The Spurs bring a powerful scoring offense into this game, averaging 105.6 points per game, good enough for fourth best in the league. Although not billed as such, the Spurs are led by a sort of Big Three of their own, led by Manu Ginobili, averaging 18.7 points per game, Tony Parker, with 17.7 points per game and storied veteran Tim Duncan, managing 13.6 points per game.
San Antonio enters the game with a squad as deep as the Celtics, featuring strong contributors like Richard Jefferson (13.4 PPG) and George Hill (11.5 PPG).
The Spurs are also strong in the rebounding category, averaging 42.9 rebounds per game, good for eighth best in the NBA. Duncan leads the team with 9.4 rebounds per game, and followed by DeJuan Blair, with 6.5 per game. With additional post support by Antonio McDyess (4.8 RPG), the Spurs represent a unique challenge for the Celtics, who must find ways to negate San Antonio's strong interior presence.
Boston enters the game averaging a 15th best 98.6 points per game, and although they lack statistically, and are without KG's 15.0 points per game, they have the potential to score much more, especially in a big game. With a such a strong presence by the Spurs, the Celtics may have to look to the outside for scoring. Paul Pierce leads the way with 19.0 points per game, followed by Ray Allen (17.1 PPG). Pierce and Allen both have excellent outside shooting ability, and may have to carry much of the shooting from the field.

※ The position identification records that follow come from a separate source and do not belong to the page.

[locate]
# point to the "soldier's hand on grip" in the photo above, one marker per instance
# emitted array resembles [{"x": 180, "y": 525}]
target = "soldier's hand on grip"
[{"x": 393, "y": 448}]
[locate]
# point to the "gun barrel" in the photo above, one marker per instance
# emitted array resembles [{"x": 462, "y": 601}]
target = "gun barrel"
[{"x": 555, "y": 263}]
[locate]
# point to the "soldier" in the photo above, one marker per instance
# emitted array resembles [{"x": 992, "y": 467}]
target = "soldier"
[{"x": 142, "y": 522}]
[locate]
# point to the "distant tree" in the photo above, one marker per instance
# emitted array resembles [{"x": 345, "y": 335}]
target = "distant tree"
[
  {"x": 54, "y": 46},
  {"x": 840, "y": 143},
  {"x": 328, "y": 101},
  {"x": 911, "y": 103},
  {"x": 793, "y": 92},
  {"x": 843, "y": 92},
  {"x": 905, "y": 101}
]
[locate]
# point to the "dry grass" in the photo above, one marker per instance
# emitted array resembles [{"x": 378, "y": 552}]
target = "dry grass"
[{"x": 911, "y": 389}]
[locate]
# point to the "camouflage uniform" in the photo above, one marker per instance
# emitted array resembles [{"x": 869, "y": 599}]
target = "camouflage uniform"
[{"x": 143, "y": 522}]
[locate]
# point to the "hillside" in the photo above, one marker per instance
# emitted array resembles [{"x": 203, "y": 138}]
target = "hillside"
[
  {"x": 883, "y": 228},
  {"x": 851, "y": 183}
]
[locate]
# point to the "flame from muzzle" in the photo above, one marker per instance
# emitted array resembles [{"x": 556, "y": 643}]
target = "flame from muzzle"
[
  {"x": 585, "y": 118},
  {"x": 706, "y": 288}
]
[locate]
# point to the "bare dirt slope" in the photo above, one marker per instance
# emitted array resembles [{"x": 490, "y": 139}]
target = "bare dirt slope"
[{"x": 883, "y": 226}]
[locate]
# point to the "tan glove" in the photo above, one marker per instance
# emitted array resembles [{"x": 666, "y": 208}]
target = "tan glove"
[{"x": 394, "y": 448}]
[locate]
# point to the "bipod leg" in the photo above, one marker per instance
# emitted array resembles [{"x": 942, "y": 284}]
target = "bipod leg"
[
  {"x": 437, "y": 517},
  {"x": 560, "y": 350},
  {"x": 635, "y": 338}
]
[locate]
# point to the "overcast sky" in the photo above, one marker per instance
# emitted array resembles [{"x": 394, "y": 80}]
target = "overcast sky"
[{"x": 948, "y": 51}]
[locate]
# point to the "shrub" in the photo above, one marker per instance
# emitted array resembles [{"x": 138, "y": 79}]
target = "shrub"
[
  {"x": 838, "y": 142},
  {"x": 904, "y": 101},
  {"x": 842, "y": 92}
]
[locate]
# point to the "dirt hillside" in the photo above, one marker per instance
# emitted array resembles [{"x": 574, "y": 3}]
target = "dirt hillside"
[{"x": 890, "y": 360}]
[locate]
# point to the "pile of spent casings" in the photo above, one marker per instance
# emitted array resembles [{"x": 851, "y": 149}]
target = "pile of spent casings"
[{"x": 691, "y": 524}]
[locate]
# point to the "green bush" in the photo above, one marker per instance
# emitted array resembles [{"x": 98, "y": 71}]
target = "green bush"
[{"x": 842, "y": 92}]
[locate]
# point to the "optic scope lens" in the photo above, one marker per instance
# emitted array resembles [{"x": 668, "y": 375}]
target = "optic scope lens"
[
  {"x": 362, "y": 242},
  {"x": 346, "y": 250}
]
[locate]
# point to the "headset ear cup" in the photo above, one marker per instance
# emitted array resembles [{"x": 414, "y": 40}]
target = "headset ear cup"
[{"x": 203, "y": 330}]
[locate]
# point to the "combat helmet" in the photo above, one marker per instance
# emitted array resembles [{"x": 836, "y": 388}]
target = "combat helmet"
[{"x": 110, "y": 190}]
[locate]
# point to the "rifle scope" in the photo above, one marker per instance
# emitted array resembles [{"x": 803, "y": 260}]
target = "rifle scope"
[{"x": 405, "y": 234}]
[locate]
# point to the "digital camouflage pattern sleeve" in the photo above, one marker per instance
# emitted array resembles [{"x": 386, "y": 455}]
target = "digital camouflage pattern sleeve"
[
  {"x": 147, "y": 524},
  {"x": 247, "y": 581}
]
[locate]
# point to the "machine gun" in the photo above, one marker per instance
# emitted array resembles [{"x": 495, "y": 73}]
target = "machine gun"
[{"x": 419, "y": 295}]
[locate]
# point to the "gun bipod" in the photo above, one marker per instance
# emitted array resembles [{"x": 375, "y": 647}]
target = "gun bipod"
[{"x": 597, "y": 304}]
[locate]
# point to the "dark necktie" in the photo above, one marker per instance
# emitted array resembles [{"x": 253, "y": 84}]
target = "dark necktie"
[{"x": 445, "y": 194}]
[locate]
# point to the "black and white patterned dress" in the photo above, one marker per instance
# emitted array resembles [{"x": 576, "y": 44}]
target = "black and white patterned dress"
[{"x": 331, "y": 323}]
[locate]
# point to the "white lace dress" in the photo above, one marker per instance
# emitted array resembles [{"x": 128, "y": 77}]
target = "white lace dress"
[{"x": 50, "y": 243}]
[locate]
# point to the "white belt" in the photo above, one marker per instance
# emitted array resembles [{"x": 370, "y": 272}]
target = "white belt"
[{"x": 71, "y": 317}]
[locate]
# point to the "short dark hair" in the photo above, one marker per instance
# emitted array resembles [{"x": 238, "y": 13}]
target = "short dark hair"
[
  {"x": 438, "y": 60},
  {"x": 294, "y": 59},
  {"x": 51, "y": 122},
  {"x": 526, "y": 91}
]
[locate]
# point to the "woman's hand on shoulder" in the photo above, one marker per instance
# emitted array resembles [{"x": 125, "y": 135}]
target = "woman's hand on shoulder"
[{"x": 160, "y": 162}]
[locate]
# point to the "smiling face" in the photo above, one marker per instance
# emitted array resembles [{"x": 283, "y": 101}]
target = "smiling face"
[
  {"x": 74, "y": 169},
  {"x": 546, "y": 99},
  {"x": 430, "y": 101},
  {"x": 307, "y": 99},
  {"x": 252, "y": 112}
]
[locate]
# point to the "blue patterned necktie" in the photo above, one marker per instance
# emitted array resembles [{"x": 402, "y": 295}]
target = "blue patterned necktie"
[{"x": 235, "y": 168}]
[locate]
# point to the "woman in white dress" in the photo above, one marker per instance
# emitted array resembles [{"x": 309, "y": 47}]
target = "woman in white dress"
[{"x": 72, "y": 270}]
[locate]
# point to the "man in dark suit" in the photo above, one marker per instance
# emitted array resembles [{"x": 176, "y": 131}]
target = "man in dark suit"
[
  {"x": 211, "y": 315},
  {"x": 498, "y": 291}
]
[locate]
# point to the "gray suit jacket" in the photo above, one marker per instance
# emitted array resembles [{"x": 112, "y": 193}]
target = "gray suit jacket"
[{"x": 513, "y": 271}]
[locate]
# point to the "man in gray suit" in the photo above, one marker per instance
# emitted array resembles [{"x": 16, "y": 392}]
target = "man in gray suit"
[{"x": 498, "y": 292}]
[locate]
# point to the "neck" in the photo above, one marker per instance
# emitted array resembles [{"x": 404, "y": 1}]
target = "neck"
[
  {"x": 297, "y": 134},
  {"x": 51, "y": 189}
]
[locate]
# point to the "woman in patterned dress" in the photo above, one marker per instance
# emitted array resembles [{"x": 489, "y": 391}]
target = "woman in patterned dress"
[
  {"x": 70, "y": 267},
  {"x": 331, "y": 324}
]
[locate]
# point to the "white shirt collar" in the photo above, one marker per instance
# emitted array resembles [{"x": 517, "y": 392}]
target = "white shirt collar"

If the Celtics go inside, they have weapons in Glen Davis (12.2 PPG) and Shaquille O'Neal (10.6 PPG). Not only can they score inside, they can move the ball inside-out and facilitate outside shooting. Rondo adds 10.2 points per game in the form of drives to the hoop and the occasional jumpshot. Nate Robinson (8.0 PPG) adds additional scoring opportunity.
Despite only grabbing an average of 39.0 rebounds per game, 28th best in the league, and being without Garnett, who is grabbing 9.5 rebounds per game, Boston has interior power to match the Spurs in the form of Davis (5.7 RPG), Shaq (5.4 RPG), and Jermaine O'Neal (3.8 RPG). Although the raw numbers clearly favor the Spurs, the O'Neals and Davis create a lot of space down low and clear the way for additional inside scoring opportunities, including chances in the lane for Pierce, Allen, and Rondo.
There may not be the Duncan vs. Garnett battle that many hoped for at the beginning of the season, but there will be an excellent battle over offensive supremacy between each team's weapons.